- Gold prices on the verge of significant upside correction.
- A weekly 50% mean reversion of the bearish impulse could be on the cards.
The price of gold is trading at $1,731 in a tight range in very quiet markets on Tuesday in early Asia,
Overnight, the yellow metal was attempting to break a key resistance area, albeit without conviction, travelling within a tight $1,721.72 and $1,734.57 range and ended by the bell on Wall Street up 0.25%.
Meanwhile, gold was robust no matter that the US dollar was also firmer.
The US dollar was taking its cues from a more positive outlook for the US economic recovery as traders get set for this week’s FOMC meeting.
Markets expect that the Fed will upgrade growth projections due to the successful vaccine rollout and recently agreed on fiscal stimulus.
A more hawkish bias would be strongly bullish for the US dollar and gold will be weighed by bond markets in decline for the foreseeable future.
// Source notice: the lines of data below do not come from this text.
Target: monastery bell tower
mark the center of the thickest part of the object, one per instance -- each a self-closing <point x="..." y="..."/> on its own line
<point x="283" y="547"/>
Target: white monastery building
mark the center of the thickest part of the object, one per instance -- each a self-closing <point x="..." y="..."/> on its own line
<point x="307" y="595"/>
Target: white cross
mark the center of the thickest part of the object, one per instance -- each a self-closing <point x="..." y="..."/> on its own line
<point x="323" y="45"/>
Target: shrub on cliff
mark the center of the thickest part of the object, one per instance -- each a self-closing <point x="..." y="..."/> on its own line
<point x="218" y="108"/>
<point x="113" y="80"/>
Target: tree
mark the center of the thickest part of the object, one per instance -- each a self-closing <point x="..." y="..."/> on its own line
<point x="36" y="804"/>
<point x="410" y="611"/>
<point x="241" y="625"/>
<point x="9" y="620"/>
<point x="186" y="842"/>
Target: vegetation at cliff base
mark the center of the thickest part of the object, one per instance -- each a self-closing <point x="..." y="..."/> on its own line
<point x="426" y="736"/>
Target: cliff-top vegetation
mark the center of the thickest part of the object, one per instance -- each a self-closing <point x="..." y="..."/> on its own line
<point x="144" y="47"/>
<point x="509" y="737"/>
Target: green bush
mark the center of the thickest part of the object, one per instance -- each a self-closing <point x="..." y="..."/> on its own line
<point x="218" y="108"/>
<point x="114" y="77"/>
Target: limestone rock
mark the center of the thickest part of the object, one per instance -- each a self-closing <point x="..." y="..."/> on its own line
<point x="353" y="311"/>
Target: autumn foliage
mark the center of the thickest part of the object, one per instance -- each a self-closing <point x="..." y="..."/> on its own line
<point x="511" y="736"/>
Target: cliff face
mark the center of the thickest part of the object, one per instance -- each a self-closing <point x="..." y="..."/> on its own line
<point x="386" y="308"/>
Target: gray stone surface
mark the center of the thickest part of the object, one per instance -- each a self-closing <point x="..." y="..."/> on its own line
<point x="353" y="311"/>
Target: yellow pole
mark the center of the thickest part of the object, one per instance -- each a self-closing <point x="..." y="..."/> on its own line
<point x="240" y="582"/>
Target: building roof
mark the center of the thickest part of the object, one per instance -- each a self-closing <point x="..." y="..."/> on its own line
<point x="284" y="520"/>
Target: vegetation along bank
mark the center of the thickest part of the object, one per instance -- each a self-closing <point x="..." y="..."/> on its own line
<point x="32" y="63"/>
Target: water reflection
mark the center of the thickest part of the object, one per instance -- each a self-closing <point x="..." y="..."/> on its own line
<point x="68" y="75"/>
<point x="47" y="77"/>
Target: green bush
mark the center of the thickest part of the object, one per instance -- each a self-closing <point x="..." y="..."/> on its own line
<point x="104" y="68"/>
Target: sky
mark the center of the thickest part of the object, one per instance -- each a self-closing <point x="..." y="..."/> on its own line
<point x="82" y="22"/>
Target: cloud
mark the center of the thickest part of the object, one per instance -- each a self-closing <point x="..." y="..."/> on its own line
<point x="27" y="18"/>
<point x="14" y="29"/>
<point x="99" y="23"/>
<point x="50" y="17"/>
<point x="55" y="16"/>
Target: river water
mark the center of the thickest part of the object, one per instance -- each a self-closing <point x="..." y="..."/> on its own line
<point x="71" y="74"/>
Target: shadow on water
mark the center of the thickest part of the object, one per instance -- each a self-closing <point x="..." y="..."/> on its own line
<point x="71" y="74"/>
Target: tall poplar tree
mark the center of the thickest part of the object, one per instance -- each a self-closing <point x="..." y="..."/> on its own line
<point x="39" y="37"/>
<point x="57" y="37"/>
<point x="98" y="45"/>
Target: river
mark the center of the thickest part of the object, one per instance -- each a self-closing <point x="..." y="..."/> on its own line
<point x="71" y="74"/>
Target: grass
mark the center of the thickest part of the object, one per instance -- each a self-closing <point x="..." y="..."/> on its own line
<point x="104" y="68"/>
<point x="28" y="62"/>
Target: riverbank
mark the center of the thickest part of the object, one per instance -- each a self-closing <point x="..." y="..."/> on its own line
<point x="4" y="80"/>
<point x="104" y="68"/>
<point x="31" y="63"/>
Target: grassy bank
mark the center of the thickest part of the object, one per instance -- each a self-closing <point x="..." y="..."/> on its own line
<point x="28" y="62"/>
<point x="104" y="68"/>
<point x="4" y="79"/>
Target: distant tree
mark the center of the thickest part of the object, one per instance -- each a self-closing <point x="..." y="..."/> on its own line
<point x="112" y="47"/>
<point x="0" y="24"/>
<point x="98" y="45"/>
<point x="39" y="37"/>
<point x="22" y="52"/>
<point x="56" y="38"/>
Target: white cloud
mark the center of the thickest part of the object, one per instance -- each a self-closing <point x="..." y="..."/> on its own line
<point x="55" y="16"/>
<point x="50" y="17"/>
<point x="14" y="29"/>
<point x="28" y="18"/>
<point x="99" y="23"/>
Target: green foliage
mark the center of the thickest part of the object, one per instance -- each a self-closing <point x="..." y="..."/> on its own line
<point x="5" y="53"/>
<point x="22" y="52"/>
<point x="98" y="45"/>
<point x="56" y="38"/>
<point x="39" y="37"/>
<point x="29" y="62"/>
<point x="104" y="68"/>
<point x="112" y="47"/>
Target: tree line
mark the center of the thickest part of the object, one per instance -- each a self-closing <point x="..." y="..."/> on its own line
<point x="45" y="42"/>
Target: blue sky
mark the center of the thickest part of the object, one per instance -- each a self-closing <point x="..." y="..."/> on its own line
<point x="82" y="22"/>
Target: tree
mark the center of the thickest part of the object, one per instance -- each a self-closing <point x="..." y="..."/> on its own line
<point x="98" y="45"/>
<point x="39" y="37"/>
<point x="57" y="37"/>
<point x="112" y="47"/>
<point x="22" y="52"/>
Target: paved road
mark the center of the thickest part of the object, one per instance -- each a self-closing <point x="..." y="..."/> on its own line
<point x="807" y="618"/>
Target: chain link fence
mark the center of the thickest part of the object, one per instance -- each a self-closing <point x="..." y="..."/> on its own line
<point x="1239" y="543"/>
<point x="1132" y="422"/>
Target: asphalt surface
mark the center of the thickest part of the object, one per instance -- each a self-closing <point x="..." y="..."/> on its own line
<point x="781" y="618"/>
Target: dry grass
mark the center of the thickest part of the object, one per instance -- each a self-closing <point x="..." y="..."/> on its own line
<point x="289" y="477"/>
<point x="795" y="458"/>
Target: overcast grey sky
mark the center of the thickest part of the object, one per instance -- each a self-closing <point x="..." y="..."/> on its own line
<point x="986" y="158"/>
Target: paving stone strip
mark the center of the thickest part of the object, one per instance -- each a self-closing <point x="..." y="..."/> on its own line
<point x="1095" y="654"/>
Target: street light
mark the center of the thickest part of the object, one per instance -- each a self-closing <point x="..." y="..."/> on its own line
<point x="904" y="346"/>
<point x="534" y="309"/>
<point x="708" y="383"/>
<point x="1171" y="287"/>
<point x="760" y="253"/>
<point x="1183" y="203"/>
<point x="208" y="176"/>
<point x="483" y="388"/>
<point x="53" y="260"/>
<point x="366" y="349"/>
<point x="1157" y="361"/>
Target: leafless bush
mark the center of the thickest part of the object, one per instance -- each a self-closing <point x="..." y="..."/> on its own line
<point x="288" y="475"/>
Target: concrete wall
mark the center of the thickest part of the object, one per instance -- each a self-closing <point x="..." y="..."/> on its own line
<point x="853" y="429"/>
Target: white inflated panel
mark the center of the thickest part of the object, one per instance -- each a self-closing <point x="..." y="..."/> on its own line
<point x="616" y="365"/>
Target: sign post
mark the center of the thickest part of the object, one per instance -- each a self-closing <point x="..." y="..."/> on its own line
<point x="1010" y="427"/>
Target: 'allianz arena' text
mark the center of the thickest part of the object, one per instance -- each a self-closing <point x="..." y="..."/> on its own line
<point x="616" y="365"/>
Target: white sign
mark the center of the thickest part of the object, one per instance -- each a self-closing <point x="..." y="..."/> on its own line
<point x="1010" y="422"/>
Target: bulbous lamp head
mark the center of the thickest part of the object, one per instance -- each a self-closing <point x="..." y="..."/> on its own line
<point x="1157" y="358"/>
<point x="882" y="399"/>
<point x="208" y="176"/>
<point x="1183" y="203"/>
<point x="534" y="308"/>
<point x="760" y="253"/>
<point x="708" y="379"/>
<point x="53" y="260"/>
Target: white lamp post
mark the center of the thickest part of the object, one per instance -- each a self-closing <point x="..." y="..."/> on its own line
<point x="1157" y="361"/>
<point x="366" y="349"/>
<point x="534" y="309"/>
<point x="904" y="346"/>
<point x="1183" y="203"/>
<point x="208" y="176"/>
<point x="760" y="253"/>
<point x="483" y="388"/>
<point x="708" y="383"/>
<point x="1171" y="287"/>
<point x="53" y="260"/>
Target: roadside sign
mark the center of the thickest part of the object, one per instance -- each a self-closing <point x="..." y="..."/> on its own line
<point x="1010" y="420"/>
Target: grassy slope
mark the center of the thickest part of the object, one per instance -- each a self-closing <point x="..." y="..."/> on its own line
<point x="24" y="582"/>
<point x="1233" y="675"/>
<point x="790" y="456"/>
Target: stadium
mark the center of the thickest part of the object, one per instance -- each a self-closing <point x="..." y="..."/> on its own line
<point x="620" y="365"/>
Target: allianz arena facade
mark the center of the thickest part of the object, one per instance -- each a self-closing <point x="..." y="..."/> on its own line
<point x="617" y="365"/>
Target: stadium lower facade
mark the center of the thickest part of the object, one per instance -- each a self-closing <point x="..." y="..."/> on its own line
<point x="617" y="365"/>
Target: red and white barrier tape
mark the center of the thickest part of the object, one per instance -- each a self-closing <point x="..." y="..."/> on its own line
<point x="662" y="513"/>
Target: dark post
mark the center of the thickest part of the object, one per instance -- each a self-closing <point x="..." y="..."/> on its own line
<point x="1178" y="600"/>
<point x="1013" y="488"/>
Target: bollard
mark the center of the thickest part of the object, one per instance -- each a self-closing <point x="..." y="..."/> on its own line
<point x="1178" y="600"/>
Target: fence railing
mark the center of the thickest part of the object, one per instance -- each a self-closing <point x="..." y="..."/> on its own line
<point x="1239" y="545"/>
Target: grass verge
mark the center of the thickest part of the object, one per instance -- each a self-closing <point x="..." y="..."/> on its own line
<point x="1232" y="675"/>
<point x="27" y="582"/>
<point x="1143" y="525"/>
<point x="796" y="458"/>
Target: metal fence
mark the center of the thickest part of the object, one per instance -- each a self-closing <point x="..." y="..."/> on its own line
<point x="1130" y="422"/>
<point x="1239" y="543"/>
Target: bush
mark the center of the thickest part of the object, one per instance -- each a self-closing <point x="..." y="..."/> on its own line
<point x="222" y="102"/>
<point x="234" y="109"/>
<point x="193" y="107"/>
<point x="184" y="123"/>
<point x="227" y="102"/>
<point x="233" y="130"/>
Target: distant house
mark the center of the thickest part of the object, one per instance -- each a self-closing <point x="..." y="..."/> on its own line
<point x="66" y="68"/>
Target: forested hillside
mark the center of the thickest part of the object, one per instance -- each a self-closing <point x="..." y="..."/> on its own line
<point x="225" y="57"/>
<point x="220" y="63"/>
The outflows from the precious complex would be expected if real rates continue to rise and so long as such heads as US Treasury Secretary and Fed speakers continue to play down inflation risk, seeing the risk as only small, transitory and manageable.
Gold technical analysis
With the price supported by the 21 month SMA, the bears ate being held in check, for now.
From a weekly perspective, the bulls are looking to old support to act as resistance around a 50% mean reversion of the bearish impulse at $1,765.
4-hour Momentum is bullish also. The price is above the 21 SMA and a break of current highs at $1,740 will be highly bullish.